On the available record, we are left to speculate that perhaps Honda demanded that Sarah Davis agree to filing a joint motion seeking the sealing order, and perhaps the Judge thought that Sarah Davis’ private interest would be best served by going along with Honda’s demand for secrecy. Perhaps the judge simply did not have the time or resources to consider the question, although that seems unlikely given his lengthy, well thought out, carefully crafted sanctions order. Whatever the explanation might be, it is obvious that there was no one in the courtroom in October of 2002 arguing against the secrecy order. Unfortunately, that means that there was no one looking out for the public interest in the Davis case until TLPJ came along.
The conflict between public and private interests crops up in all civil litigation. In July, 2000, the Roscoe Pound Institute sponsored a conference of the Forum for State Appellate Court Judges entitled Open Courts with Sealed Files: Secrecy’s Impact on American Justice. The Forum resulted in a written report which describes the risks and problems with court secrecy.

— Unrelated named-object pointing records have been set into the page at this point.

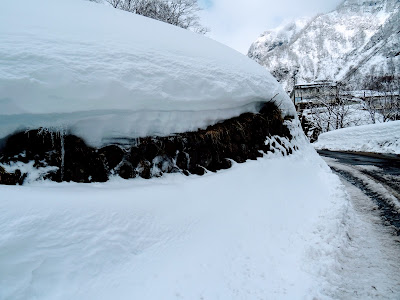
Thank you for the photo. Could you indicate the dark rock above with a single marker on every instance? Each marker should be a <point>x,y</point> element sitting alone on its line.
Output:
<point>212,149</point>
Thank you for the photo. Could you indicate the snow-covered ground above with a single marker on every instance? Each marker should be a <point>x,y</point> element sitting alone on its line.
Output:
<point>375,138</point>
<point>111,74</point>
<point>275,228</point>
<point>271,228</point>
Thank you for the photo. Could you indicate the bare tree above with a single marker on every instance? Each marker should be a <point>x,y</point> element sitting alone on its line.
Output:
<point>181,13</point>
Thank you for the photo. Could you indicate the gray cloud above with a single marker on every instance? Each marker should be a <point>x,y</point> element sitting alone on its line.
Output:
<point>239,23</point>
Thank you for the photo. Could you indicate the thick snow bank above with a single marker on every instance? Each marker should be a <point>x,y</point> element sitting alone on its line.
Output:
<point>376,138</point>
<point>104,73</point>
<point>265,229</point>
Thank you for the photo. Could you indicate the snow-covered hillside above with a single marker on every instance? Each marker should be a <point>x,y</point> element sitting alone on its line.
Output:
<point>375,138</point>
<point>358,38</point>
<point>103,74</point>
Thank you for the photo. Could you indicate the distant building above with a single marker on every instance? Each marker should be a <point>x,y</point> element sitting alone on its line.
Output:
<point>311,92</point>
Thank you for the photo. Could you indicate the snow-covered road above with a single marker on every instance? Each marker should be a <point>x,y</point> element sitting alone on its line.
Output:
<point>378,176</point>
<point>370,265</point>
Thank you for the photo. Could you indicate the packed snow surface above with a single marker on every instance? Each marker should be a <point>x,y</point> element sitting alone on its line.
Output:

Secrecy is a particularly complex and acute problem in products liability cases. In discovery, manufacturer defendants regularly seek confidentiality agreements, arguing that their technical innovations and marketing strategies are at stake. Although some information may be truly confidential, much of what they label “confidential” is outdated, or is not secret at all. Many of these demands for secrecy serve no purpose except to slow down the plaintiff’s discovery, or to stop the spread of information among other plaintiffs and their lawyers.
Aside from slowing down litigation, secrecy also presents special problems in products cases because poorly designed products pose a risk of harm to the general public. As in the Davis case, when a plaintiff has pushed her case to the point where the defendant is willing to settle, she has often learned something that may be of value to other plaintiffs, yet be without the energy, resources, or motive to resist demands for secrecy. If information about a risk to the public health and safety is discovered during the expensive and exhausting work of developing a products liability case, why should a settlement require that it be hidden away? Why should the next plaintiff be required to start all over again? Why should a court system go out of its way to protect purveyors of dangerous products? What public interest is served by policies that favor secrecy?
There are no good answers to these questions. Our adversary system is premised on each lawyer’s duty to an individual client, and on the assumption that what is good for the private litigant is good for the public. Under our system, it is left to organizations like TLPJ to be on the lookout for issues of significant public interest, to raise money from voluntary sources, and to lead the fight to protect those interests.
It is no criticism of the good and noble work of groups like TLPJ to ask whether this makes sense. The Report of the 2000 Roscoe Pound Institute Forum on secrecy identified several ideas that might assist in protecting the public interest in litigation matters, including a more fully developed legislative initiative against court secrecy, a broader public debate on the subject, adoption of a presumption of openness in the courts, and a higher level of judicial sensitivity to the public’s interest in access to information.
The Davis case certainly highlights these points.
The Davis sanctions order describes conduct which is so contrary to our experience as lawyers that our instinct is to assume that there is no risk that it will be repeated. Unfortunately, to believe that is to fail to appreciate the harm done by Judge Garbolino’s sealing order, and the importance of TLPJ’s work in obtaining the unsealing order. Dishonesty and defective products are a part of our society, and must be dealt with in our courts. Let us not compound these problems by tolerating secrecy in important public affairs.